DODEA ends probe of London Central's closure
June 5, 2007
European edition, Tuesday, June 5, 2007
A nearly six-month investigation into allegations of mismanagement of the closure of London Central Elementary/High School ended May 23 with no substantial findings, spokesmen for the Department of Defense Education Activity said Friday.
Authorities in the Department of Defense Dependents Schools system and Non-DOD Schools Program were accused of not adequately providing for students at the one-of-a-kind dormitory facility and underplaying the ramifications of the closure, said DODEA spokesman Frank O’Gara.
Last September, DODDS officials abruptly announced the school would close at the end of the academic year, and many students would have to enter the English education system.
The investigation process began last October when the Department of Defense Inspector General’s office received an anonymous complaint that the closure had been mishandled, said Gary Comerford, spokesman for the office.
In a long, and at times rambling, complaint, the person said parents had been provided “bogus information” and school authorities were unresponsive to questions asked by parents when the closure was announced.
On Dec. 1, 2006, the DOD IG’s office handed the case to DODEA for action, Comerford said.

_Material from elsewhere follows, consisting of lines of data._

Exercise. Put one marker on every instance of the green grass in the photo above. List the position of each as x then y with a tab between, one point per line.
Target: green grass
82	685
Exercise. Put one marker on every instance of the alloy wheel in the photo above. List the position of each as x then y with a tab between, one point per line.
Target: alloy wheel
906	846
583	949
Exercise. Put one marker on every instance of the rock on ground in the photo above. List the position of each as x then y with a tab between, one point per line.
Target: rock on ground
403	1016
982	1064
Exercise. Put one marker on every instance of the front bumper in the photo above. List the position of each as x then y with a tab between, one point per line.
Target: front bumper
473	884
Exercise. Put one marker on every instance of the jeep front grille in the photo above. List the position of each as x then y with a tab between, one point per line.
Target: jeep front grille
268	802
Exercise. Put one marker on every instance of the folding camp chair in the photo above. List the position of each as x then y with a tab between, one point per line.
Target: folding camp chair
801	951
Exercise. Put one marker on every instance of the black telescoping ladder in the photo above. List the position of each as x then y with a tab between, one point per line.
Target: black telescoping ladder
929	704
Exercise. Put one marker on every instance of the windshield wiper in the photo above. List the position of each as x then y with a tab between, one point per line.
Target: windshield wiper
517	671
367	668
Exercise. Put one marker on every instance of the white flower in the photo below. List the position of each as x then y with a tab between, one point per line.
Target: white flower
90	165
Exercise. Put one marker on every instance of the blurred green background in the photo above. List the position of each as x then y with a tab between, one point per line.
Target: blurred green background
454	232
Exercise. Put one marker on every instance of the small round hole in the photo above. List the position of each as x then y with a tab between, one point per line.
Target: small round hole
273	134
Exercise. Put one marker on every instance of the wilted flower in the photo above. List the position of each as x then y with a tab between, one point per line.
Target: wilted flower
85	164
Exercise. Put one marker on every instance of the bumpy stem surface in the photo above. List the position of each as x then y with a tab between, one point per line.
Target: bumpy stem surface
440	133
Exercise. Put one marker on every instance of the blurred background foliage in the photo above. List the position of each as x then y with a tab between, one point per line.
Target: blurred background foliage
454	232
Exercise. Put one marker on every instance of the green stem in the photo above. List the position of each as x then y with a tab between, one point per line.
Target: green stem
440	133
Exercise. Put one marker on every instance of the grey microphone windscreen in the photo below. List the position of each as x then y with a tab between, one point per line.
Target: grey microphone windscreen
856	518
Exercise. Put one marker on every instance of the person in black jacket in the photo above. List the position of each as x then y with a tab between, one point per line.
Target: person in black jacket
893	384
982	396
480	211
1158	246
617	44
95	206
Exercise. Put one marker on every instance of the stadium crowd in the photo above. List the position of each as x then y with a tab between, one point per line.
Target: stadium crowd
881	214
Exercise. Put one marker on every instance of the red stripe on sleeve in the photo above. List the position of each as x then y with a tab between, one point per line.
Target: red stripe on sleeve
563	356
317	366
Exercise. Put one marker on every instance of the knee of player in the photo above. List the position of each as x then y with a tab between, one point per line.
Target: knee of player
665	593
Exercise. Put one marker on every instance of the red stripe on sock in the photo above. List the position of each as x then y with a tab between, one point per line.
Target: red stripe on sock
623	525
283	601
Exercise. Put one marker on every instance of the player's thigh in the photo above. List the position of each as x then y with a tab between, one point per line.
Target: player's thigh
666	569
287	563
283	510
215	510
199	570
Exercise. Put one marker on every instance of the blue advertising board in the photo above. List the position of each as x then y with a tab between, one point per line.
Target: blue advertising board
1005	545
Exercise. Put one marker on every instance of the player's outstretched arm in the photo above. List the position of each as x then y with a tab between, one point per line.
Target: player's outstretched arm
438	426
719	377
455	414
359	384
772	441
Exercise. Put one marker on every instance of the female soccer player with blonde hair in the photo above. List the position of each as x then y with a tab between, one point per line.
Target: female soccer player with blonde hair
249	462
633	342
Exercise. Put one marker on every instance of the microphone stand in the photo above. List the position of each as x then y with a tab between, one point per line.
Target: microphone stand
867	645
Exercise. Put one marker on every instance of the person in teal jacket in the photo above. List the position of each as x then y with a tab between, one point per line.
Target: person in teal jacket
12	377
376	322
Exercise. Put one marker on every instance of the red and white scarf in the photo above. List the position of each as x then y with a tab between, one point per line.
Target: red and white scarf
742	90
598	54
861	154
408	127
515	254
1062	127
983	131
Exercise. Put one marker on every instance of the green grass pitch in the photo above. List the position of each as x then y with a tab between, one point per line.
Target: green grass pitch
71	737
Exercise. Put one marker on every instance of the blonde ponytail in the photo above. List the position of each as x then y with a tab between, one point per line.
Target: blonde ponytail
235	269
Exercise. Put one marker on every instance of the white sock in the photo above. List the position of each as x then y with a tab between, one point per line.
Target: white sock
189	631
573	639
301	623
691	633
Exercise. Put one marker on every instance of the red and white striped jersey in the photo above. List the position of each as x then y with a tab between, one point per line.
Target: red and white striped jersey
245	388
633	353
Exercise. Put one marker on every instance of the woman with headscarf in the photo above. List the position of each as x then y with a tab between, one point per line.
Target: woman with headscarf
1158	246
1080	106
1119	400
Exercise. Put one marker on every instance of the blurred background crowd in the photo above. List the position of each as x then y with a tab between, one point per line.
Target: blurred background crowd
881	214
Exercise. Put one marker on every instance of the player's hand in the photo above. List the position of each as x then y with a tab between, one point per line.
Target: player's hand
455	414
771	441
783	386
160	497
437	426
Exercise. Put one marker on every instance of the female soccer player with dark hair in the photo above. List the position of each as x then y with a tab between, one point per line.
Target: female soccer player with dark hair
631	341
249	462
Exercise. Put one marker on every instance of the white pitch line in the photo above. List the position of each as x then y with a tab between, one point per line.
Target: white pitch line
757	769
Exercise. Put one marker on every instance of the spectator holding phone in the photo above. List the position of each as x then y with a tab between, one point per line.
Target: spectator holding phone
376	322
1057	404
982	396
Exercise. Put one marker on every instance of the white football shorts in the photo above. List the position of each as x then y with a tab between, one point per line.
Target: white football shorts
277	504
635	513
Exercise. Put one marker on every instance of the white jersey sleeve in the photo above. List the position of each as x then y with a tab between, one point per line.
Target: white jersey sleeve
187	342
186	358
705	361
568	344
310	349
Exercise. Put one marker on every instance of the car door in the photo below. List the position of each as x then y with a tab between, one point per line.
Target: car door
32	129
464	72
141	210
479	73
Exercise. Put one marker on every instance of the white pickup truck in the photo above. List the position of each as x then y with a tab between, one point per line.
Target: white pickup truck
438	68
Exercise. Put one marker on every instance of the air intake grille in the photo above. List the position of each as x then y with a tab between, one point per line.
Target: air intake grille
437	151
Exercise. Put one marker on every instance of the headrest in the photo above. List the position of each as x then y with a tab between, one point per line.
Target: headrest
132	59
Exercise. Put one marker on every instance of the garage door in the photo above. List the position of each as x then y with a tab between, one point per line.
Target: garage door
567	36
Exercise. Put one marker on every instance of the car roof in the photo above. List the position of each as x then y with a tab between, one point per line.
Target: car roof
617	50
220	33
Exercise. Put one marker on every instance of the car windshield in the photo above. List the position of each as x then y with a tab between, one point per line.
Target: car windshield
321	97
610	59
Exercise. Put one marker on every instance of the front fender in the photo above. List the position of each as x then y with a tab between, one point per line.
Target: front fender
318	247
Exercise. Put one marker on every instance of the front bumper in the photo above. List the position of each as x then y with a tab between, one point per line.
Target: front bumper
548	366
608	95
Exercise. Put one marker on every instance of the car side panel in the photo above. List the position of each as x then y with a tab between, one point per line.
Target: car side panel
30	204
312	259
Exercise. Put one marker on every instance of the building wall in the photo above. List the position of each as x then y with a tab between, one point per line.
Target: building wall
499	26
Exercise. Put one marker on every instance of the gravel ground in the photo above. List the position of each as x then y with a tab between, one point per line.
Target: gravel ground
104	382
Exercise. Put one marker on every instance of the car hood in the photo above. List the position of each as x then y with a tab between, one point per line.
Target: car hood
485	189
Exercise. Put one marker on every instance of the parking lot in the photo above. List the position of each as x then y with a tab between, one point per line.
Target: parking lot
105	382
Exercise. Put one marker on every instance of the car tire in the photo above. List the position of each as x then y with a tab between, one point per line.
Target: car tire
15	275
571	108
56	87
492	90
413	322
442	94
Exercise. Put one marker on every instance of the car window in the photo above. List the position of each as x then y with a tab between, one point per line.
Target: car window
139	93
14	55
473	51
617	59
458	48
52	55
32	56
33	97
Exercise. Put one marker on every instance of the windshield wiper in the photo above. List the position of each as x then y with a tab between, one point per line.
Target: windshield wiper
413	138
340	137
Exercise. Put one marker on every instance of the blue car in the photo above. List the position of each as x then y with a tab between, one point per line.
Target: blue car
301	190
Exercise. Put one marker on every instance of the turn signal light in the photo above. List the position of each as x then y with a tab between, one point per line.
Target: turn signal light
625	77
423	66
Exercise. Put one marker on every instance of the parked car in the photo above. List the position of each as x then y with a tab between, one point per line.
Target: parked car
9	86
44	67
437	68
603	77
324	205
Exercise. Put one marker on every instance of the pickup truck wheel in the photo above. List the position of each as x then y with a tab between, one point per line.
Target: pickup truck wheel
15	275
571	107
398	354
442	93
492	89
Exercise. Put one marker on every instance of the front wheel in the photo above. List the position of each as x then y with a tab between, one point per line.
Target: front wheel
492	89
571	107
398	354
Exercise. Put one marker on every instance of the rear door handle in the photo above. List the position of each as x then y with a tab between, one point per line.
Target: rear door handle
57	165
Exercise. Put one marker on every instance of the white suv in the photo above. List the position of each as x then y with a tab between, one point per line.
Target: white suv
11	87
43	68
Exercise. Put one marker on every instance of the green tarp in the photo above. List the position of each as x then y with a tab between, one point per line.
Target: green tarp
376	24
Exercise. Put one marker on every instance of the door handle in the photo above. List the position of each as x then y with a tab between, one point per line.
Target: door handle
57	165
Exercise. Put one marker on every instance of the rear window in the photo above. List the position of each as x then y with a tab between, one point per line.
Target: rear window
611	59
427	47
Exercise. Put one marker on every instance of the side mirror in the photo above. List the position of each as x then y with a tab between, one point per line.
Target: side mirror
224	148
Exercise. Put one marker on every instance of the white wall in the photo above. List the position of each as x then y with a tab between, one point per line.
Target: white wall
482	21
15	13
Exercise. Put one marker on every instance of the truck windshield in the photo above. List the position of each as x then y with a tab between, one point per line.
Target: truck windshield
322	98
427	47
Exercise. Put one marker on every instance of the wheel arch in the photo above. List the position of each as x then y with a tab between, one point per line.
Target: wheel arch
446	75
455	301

Then, in the middle of January, DODEA convened an “inquiry team” of administrators and Isles District teachers to look into the matter. The team broke the complaint into a rough list of 13 allegations, O’Gara said.
The team interviewed about 20 people and the Daws Hill commander over the next several months, according to O’Gara and Harvey Gerry, DODEA’s chief of policy and legislation.
Of the 13 allegations, the team substantiated and “partially substantiated” two items — that some students would be eligible for graduation by the age of 16, which is possible in the English system, and that an administrator had a conversation about a specific student’s needs without the parent’s permission, O’Gara said.
DODEA did not take action in regard to either issue, O’Gara said.
The thrust of the allegations concerned the differences between the British and American education systems and that the difficulty of transferring credits from one to the other was underplayed by school officials, Gerry said.
That’s an opinion held by Valerie Pace, who had two children in London Central when the closure was announced. Pace enrolled her kids in British schools, but later pulled them back out over fears it would leave them behind when they returned to the States.
She said parents were given little straight talk by administrators about the difficulties in moving students between the two systems and believed many kids would have trouble later attempting to enroll in stateside high schools and colleges.
Pace said a benefit of the investigation would be if “any light has been brought to places it has been avoided before,” but added she was not surprised at the results of the inquiry.